これは言いワケとかではなく、精神がダメになれば本末転倒ですから。
有意義な時間だった。
だがこれより私は、自分の運命において重大な選択を迫られることになる。
フロアを巡り終え、夕方すぎた頃。
そろそろ1階で買い物してから帰ろうって流れになり、その前にまず私はお手洗いへ行くことに。
お二人はカラフルチョコの
「はやく戻り...なはいよー」
アイスの冷たさに悶えながらキタキツネさんが言う。
一方のサーバルさんは、どこか浮かない顔をしているようだった。はて?
トイレはピンク色の壁に、薄明るい白照明が3つ。清潔な空間と思うなか、心なしかデパート内の音が遠くなったように感じる。

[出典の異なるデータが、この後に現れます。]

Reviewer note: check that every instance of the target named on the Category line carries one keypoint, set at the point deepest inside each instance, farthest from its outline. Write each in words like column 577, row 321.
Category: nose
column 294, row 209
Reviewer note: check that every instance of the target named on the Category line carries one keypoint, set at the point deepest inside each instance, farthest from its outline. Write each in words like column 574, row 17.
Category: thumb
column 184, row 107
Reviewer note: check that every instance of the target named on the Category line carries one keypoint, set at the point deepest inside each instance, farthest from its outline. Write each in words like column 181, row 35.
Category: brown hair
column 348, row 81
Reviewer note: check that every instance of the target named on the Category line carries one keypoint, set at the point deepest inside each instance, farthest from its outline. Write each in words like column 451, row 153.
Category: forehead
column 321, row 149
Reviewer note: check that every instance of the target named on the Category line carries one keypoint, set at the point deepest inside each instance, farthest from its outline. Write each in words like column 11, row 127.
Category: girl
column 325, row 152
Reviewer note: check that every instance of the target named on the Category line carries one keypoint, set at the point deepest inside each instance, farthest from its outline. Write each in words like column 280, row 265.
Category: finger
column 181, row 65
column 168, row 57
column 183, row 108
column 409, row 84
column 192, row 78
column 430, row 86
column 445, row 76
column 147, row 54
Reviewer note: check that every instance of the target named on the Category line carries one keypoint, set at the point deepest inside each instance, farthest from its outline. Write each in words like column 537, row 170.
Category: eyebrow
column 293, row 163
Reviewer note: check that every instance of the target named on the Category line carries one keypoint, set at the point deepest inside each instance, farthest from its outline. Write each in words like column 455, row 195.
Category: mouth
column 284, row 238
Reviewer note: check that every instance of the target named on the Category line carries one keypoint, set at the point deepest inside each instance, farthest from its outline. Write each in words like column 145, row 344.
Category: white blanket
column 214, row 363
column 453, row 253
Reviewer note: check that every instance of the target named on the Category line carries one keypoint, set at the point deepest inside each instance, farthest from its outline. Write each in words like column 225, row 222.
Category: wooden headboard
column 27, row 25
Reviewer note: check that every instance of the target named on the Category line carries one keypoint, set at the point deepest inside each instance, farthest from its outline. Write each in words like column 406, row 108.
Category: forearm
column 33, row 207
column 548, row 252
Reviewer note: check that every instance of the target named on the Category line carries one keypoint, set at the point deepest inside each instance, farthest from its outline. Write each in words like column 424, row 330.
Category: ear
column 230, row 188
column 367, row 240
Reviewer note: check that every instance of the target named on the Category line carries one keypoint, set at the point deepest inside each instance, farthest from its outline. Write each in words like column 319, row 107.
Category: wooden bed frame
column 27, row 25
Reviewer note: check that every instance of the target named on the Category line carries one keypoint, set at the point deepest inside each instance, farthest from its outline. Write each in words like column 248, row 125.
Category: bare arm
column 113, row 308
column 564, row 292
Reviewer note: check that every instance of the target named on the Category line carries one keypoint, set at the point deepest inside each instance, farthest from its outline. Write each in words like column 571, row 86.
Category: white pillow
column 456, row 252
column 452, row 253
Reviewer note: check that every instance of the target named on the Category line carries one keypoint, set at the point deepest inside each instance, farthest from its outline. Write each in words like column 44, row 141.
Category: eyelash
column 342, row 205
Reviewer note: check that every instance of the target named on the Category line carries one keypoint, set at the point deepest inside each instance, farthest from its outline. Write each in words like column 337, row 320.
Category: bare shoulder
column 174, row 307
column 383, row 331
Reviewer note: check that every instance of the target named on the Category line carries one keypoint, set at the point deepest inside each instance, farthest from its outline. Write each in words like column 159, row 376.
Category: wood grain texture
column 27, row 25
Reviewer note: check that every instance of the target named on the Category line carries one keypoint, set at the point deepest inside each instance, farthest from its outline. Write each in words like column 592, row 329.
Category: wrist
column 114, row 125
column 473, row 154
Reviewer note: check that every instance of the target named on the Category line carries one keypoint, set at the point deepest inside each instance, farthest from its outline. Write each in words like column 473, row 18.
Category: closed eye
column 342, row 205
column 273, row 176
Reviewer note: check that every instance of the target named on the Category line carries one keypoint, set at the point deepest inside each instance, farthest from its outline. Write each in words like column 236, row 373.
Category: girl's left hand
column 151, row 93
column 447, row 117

前方の右側に白扉の個室が4つ。手前から2番目は使用中だった。
早歩きで私は奥の個室に入る。
手前の近い方に入らなかった理由は、すぐ隣に誰かいるのが何となくイヤだったから。
毛皮[下着]を素早くズラし、ポシェットを汚さないように腰かける。
(やっべ、ぐぐ 腹いてぇー...)
実は5分ほど前から我慢してた。おやつのアイスが悪かったらしく。
あと、今更ですが私オコジョは、気持ちに余裕がないと口調も乱暴になる。
少しして水を流す音と、直後に扉と遠ざかる足音。手前2番目にいた誰かがコトを済ませたのでしょう。
次の瞬間、足元で「ボボンッ」って振動と水の音がしだす。
素肌のお股ごしに、錆びた色のマンホールが見えた。ちょうど足を置く場所にあって今気づいた
して、違和感を覚えた。この場に似つかわしくないというか。デパートのトイレだし。
お腹が痛い。さすりながら縮こまっていると、ふいに明日からやるべき事が頭によぎりだす。
また勉強づけ、そんな日々...。
泣けてくるまである
──と、その時だった。
「なんだ この声・・・?」
笑い声がどこかからする。不思議なことに、日常の音域とどこか違う感じだった。
小さな子供のカン高い歓声、時折それに混じった話し声 (内容までは分からない)。
個室の外やフロアの方ではなく、もっと近いところ。
分かってしまった
足下のマンホールから、だった。
「・・・そういえば」先ほどキタキツネさんと二人になった際、こんな話を聞いた。
『ねぇオコジョ。このデパートね、過去に近くで土砂くずれがあって、下の階が沈んでしまったそうなの。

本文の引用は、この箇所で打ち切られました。